European Commission vs. FIAT Group: a consistent and satisfactory decision


On November 8, 2022, in joint cases 885/19 and 898/19 (appeal against the judgment of the General Court of the European Union – the “General Court” of September 24, 2019, Luxembourg and Fiat Chrysler Finance Europe v. Commission, Cases T-755/15 and T-759/15) the Court of Justice of the European Union (“CJEU”) annulled the decision of the European Commission (the “Commission”) dated October 21, 2015, which ordered the Grand-Duchy of Luxembourg to claim from the FIAT group an amount of approximately EUR 30 million.

As a reminder, in the context of an advance tax clearance granted by the Grand Duchy of Luxembourg in 2012, the transfer pricing analysis and its compliance with Luxembourg tax laws and administrative circulars of application of a company of the FIAT group had been validated.

The Commission subsequently considered that the granting of the above-mentioned advance tax agreement was to be qualified as state aid within the meaning of Article 107 (1) of the Treaty on the Functioning of the European Union (“TFEU”), which states that “save as otherwise provided in the Treaties, any aid granted by a Member State or through State ressources in any form whatsoever, which distorts or threatens to distort competition by favouring certain undertakings or the production of certain goods shall, in so far as it affects trade between Member States, be incompatible with the internal market” and that the Grand Duchy of Luxembourg had granted selective tax advantages to the FIAT group.
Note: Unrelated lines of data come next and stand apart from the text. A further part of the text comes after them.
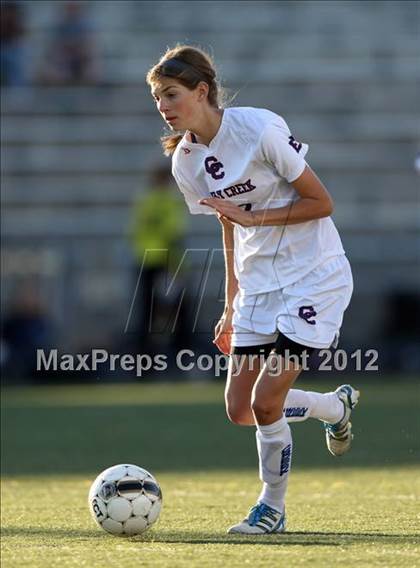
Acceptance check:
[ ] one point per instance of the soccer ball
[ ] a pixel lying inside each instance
(125, 500)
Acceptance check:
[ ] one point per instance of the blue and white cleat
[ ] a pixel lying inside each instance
(261, 519)
(339, 436)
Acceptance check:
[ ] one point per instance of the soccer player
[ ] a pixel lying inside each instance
(288, 281)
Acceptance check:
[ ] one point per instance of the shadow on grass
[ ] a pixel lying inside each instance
(185, 437)
(298, 538)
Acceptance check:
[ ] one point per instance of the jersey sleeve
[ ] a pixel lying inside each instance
(191, 197)
(280, 149)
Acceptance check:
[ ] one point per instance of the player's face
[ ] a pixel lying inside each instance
(176, 104)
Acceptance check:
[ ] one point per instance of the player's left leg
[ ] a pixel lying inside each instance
(274, 444)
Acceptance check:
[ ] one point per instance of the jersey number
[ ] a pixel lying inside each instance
(295, 144)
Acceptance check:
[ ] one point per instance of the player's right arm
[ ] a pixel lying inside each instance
(223, 329)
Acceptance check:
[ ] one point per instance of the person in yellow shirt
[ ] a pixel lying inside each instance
(157, 230)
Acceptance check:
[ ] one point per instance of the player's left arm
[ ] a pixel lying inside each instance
(314, 202)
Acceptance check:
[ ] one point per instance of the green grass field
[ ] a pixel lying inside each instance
(358, 510)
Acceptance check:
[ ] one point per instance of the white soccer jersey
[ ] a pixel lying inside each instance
(252, 161)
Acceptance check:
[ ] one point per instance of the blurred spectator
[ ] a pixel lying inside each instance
(156, 232)
(25, 328)
(70, 58)
(11, 45)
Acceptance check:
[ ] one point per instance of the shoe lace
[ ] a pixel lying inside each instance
(258, 512)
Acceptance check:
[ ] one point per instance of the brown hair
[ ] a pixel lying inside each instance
(189, 65)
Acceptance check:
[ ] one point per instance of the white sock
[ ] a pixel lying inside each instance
(301, 405)
(274, 444)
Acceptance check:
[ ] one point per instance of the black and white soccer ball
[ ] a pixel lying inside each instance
(125, 500)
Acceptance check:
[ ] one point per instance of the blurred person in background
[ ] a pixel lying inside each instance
(25, 328)
(157, 233)
(12, 48)
(70, 57)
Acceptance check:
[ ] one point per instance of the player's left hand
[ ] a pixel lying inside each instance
(230, 211)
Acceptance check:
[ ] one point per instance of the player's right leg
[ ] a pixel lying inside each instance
(330, 408)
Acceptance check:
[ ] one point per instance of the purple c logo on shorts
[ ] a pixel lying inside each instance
(306, 313)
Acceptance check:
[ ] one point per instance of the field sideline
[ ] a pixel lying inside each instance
(360, 510)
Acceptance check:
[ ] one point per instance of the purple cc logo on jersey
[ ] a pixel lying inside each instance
(213, 166)
(306, 313)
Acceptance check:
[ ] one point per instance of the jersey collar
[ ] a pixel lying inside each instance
(214, 140)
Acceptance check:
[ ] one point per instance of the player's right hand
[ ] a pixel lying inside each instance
(223, 333)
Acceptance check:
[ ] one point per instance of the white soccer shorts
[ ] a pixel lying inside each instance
(309, 312)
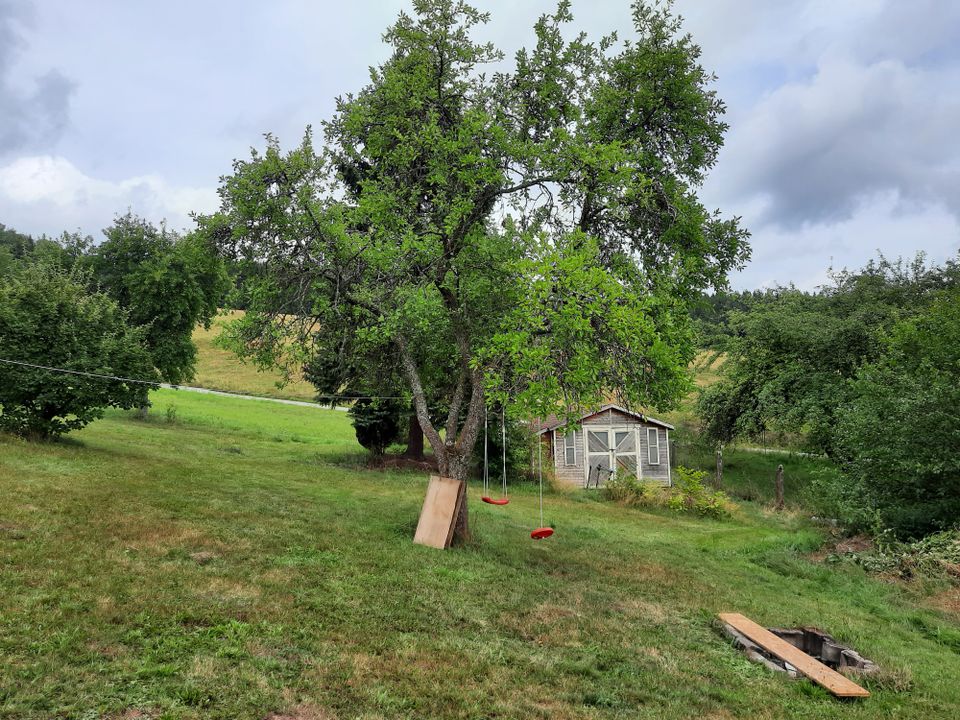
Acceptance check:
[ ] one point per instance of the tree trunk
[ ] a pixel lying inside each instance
(414, 439)
(457, 466)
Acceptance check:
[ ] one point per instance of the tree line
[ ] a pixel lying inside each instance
(125, 307)
(865, 370)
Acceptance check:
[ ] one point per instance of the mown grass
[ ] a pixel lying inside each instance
(220, 369)
(223, 564)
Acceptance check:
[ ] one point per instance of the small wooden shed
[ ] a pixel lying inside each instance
(612, 440)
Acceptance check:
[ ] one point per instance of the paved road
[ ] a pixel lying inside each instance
(241, 396)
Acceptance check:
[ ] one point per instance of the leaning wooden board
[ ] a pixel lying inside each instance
(439, 512)
(813, 669)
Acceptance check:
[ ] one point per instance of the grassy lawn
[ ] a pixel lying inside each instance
(232, 559)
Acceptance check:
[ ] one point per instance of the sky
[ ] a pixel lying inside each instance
(843, 114)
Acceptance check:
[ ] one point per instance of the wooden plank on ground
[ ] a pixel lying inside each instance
(814, 669)
(439, 512)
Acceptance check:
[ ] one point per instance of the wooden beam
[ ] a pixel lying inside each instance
(439, 512)
(814, 669)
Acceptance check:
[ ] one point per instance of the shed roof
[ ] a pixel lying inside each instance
(553, 422)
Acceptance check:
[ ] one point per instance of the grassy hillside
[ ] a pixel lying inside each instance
(229, 559)
(220, 369)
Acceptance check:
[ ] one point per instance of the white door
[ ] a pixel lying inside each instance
(611, 451)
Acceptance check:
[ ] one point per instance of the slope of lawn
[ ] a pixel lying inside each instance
(232, 559)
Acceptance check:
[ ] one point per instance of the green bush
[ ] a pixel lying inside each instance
(47, 318)
(377, 422)
(935, 556)
(688, 494)
(896, 438)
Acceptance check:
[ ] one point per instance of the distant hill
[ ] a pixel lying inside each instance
(220, 369)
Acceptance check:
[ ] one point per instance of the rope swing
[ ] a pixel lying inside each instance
(541, 532)
(486, 464)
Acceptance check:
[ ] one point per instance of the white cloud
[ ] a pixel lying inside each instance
(881, 223)
(49, 194)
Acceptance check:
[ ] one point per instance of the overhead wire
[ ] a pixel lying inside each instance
(177, 386)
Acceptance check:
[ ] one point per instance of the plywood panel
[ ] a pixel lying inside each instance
(813, 669)
(439, 512)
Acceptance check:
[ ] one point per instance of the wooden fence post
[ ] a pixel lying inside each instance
(779, 487)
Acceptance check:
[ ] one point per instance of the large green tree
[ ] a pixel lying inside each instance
(166, 282)
(48, 318)
(898, 436)
(793, 354)
(530, 236)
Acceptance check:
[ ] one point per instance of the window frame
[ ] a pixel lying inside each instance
(570, 443)
(651, 446)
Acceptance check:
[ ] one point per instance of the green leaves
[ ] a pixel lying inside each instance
(529, 236)
(47, 318)
(168, 284)
(898, 435)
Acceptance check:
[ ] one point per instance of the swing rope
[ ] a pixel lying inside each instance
(540, 472)
(486, 461)
(541, 532)
(503, 500)
(503, 428)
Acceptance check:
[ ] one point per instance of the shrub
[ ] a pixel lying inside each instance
(47, 318)
(688, 494)
(377, 422)
(631, 491)
(896, 439)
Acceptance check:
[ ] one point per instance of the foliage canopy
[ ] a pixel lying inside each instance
(48, 318)
(530, 236)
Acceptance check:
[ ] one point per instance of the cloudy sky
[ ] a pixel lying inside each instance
(843, 115)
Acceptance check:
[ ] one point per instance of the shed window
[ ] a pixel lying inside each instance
(570, 448)
(653, 446)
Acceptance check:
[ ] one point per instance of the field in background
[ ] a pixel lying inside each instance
(748, 474)
(220, 369)
(231, 559)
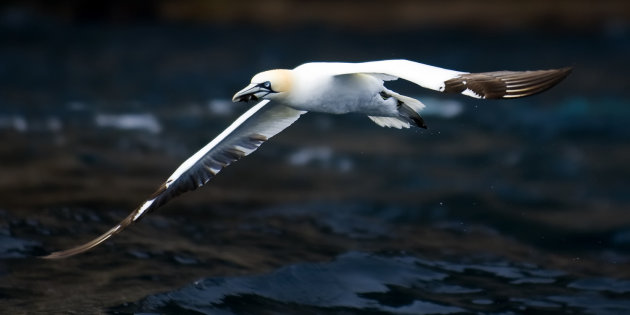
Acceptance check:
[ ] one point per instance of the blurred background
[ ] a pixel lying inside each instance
(500, 206)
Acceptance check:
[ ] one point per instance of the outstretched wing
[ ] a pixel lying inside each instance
(244, 136)
(486, 85)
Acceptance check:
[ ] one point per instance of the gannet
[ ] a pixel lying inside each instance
(326, 87)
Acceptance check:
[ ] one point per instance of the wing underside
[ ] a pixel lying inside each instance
(244, 136)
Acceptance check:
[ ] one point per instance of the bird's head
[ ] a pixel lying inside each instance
(271, 84)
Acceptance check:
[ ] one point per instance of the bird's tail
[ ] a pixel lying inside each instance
(408, 108)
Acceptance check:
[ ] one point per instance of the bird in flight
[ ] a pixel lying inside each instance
(326, 87)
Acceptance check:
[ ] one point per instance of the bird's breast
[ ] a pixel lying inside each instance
(343, 94)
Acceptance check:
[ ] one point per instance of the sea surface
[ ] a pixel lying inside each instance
(500, 207)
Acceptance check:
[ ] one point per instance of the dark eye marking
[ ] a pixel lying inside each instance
(266, 85)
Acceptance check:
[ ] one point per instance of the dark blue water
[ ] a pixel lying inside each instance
(499, 207)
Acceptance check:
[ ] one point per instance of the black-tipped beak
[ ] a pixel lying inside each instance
(251, 93)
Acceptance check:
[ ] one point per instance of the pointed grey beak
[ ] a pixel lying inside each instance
(252, 92)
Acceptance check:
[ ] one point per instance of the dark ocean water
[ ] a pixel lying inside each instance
(500, 207)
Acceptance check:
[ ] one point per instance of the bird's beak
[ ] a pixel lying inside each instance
(251, 93)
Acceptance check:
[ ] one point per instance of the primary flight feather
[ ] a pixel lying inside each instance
(328, 87)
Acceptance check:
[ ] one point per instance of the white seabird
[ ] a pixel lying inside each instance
(327, 87)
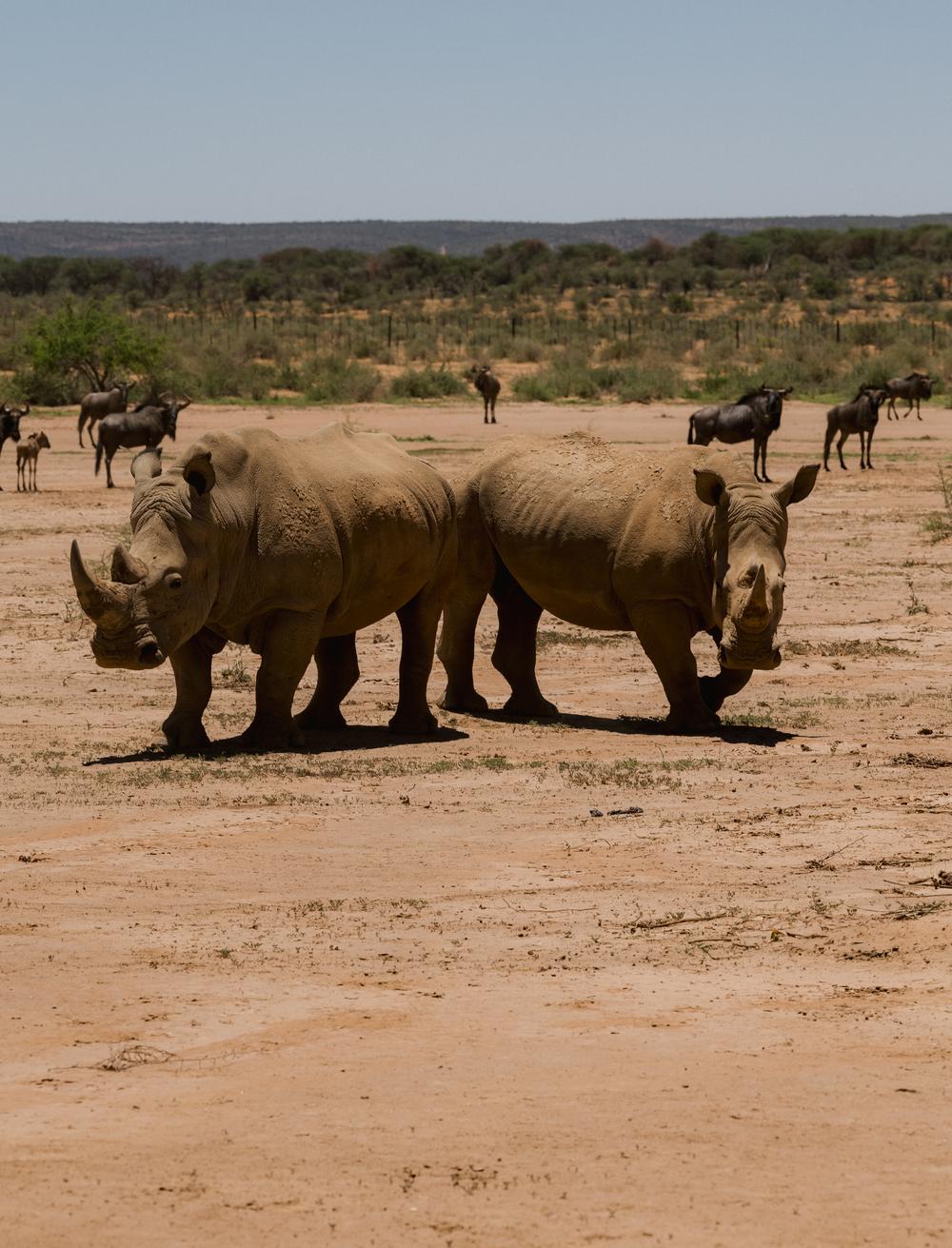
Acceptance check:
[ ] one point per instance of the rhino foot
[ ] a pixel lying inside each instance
(469, 704)
(530, 706)
(185, 737)
(689, 723)
(413, 723)
(268, 734)
(328, 721)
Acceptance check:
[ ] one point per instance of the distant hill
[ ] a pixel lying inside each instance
(185, 242)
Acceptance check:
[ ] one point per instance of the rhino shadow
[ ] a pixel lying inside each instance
(357, 737)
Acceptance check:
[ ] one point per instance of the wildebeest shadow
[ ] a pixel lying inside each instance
(354, 737)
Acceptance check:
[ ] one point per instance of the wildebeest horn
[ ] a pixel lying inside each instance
(103, 603)
(756, 603)
(127, 569)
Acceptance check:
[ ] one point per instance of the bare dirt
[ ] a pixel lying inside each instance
(394, 992)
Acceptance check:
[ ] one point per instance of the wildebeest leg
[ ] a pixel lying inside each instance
(192, 666)
(842, 440)
(827, 444)
(337, 673)
(725, 684)
(466, 593)
(665, 632)
(288, 643)
(514, 651)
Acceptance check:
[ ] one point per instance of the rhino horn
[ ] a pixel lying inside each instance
(127, 569)
(756, 604)
(101, 602)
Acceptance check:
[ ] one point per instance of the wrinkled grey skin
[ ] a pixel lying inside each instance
(665, 545)
(756, 414)
(145, 427)
(288, 546)
(860, 416)
(488, 386)
(100, 404)
(912, 388)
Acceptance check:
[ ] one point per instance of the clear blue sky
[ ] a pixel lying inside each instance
(280, 110)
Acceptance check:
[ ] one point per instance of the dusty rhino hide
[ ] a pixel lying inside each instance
(666, 545)
(288, 546)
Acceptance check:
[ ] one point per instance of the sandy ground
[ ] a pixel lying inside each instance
(422, 994)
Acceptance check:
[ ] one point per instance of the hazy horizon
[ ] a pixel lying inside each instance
(306, 111)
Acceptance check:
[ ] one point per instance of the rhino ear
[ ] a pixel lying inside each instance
(710, 485)
(799, 488)
(200, 473)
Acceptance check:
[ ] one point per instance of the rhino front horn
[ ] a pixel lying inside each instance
(97, 601)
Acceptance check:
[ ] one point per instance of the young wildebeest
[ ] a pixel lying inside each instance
(10, 420)
(145, 427)
(914, 388)
(860, 416)
(28, 452)
(488, 387)
(100, 404)
(756, 414)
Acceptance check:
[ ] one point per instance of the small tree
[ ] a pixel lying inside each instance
(88, 341)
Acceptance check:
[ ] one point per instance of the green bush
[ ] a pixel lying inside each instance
(333, 378)
(426, 384)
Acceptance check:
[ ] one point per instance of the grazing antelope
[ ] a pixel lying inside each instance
(860, 416)
(488, 387)
(912, 388)
(28, 452)
(100, 404)
(756, 414)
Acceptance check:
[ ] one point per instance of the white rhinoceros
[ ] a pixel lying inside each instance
(666, 545)
(288, 546)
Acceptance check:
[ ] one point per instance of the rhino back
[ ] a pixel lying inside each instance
(340, 522)
(586, 529)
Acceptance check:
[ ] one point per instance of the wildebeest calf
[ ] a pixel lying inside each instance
(756, 414)
(914, 388)
(488, 386)
(28, 452)
(859, 416)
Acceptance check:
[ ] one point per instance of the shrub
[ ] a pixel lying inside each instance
(333, 378)
(426, 384)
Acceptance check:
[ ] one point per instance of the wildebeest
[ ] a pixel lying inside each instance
(99, 404)
(859, 416)
(10, 420)
(914, 388)
(488, 386)
(756, 414)
(28, 452)
(145, 427)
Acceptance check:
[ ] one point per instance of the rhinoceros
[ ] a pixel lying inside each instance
(288, 546)
(666, 545)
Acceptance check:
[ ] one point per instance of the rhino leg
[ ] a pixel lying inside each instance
(466, 596)
(288, 643)
(337, 673)
(725, 684)
(665, 632)
(418, 621)
(192, 666)
(514, 651)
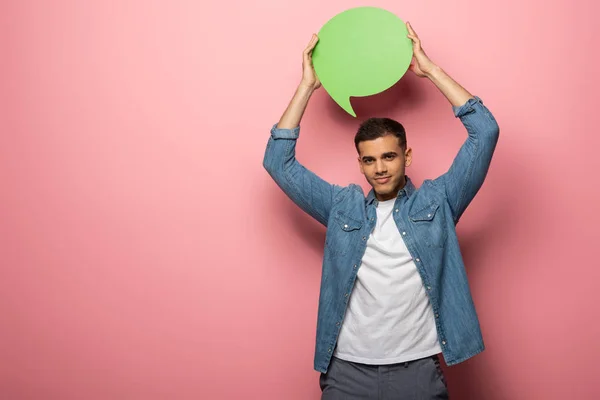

Following the conclusions of Advocate General Pikamaë, the CJEU considered that the Commission had wrongly not taken into account the Luxembourg rules on the application of the arm’s length principle in transfer pricing and had in a way replaced the analysis of the Luxembourg rules on transfer pricing by a autonomeous European interpretation of said arm’s length principle.

The CJEU thus considered that the General Court had committed an error of law where only the national law applicable in the concerned Member State should have been taken into account for the purposes of assessing the existence of selective taxation (unless the Commission had been able to establish that the parameters provided for by the national law in this area were manifestly inconsistent with the objective of non-discriminatory taxation of all resident companies pursued by the national tax system, “by systematically leading to an undervaluation of the transfer prices applicable to integrated companies or to certain of them, such as finance companies, as compared to market prices for comparable transactions carried out by non-integrated companies” in relation to market prices for comparable transactions (… ) “).